A home garden doesn’t usually consist only of a few wildflowers and weeds but a wide variety of fruits and vegetables, herbs, and grains that produce flowers that pollinators can feed on. Homegrown fruits and vegetables depend on bees for pollination. No bees mean no fruit. That’s why gardeners often have many practices that attract pollinators to their gardens, like planting flowers full of nectar that calls the bees from miles away to placing small water dishes throughout the park for them to drink from in the heat of the day. As you can see, gardening depends on pollinators, and gardeners strive to support their populations.

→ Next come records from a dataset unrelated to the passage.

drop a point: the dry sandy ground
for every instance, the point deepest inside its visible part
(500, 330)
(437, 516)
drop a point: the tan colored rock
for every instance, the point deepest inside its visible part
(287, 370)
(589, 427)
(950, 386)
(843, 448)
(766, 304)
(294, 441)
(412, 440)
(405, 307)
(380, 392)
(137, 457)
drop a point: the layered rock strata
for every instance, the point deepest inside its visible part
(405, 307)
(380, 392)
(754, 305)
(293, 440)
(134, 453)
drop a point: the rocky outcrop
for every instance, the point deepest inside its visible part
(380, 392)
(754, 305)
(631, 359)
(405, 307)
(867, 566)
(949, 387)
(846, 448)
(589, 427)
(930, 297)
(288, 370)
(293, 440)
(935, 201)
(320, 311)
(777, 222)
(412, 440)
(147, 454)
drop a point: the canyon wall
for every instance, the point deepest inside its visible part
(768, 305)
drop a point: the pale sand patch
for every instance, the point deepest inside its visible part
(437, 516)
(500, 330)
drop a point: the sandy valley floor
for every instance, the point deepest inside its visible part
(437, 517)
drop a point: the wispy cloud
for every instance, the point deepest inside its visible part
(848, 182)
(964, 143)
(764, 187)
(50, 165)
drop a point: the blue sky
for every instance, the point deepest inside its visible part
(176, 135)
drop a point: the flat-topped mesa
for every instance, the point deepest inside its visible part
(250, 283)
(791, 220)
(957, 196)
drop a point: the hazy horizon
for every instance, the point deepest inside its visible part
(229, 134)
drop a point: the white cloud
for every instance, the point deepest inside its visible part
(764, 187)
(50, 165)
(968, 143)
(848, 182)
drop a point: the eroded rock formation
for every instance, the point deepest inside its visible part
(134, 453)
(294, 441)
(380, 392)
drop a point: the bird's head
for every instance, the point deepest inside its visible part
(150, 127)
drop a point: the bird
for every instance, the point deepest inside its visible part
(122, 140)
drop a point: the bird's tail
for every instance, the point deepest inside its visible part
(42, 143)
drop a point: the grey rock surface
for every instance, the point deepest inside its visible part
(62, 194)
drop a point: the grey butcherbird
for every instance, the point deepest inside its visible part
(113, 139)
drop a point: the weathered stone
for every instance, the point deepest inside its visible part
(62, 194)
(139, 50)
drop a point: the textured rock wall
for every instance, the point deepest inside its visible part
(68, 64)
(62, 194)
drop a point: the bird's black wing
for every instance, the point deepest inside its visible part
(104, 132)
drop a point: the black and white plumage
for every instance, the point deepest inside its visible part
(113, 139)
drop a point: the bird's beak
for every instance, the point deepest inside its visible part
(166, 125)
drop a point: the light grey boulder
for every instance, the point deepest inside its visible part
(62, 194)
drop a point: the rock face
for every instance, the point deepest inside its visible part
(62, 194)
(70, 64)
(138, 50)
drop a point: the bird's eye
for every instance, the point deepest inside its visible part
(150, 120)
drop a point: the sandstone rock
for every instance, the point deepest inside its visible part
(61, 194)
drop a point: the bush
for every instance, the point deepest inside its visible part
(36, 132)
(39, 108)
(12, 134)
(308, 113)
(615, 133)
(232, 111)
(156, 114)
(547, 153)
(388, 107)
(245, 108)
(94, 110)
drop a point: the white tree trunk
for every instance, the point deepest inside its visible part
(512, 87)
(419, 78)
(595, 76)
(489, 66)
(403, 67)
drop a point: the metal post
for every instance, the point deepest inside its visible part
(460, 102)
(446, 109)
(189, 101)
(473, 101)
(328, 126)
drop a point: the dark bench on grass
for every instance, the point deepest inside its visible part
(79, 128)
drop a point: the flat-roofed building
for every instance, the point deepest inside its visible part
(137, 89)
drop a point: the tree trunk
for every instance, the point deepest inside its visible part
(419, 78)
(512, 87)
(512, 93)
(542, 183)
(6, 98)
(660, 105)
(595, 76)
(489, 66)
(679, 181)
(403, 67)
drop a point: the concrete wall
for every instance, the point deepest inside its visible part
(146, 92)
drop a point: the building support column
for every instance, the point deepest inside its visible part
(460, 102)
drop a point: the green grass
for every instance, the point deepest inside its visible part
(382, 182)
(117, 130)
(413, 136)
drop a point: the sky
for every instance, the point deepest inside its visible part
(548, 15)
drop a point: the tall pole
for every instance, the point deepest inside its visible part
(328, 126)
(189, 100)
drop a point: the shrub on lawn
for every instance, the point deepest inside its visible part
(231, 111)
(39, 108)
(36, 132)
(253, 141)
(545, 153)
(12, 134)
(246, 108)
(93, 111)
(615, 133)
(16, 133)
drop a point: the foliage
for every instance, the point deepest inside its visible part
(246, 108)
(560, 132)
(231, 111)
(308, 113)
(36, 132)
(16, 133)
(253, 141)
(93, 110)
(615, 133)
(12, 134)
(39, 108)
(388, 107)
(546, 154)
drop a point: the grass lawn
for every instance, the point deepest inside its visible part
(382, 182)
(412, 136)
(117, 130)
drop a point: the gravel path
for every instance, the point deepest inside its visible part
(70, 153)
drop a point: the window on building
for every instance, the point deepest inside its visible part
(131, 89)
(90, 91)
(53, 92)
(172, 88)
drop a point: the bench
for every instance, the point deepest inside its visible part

Throwing food and plant waste into ordinary trash bags that end up in landfills releases methane, a greenhouse gas that has terrible effects on the environment. The best way to keep food and plant waste from contributing to carbon emissions is to utilize it somehow so that it does not end up rotting. Composting is the best way to do this. Not only does composting reduce your carbon emissions, but the result is also a super-rich fertilizer that can be used to feed the plants in your garden. Gardeners that make their own compost reduce their emissions of greenhouse gasses and make their own fertilizer. Compost is so rich in nutrients that many gardeners don’t need to buy fertilizers for their gardens.
Reduce CO2 and increase O2
We all know plants take up carbon dioxide and release oxygen; our big environmental challenge now is reducing carbon emissions. So planting plants is an obvious way to reduce our carbon footprint. There are some plants, however, that do a much better job at trapping carbon than other plants. The Snake plant (Sansevieria zeylanica) is so good at trapping carbon and producing oxygen that you can breathe normally in a sealed room with a healthy snake plant. Other plants that are great at trapping carbon include aloe vera, orchids, and bamboo.
A small garden can become a rich ecosystem full of natural wildlife, and a healthy garden is home to many creatures, great and small. From birds to butterflies, lizards, frogs, bees, and wasps, a few plants can be the start of a diverse food web. As all gardeners know, where there are plants, there are insects. These insects become the primary food source of larger animals like chameleons and flycatchers. Planting a garden not only protects pollinators and insects but becomes a nourishing food source for surrounding wildlife.
Cool the planet
You can feel the cooling power of plants by sitting in the shade of a tree on a hot summer's day. Since plants can’t just get up and move out of the hot summer sun, they have developed many unique techniques to cool themselves and their environment down. Lots of plants growing together has the potential to decrease the air temperature, so gardens are like a city or a town’s air conditioner.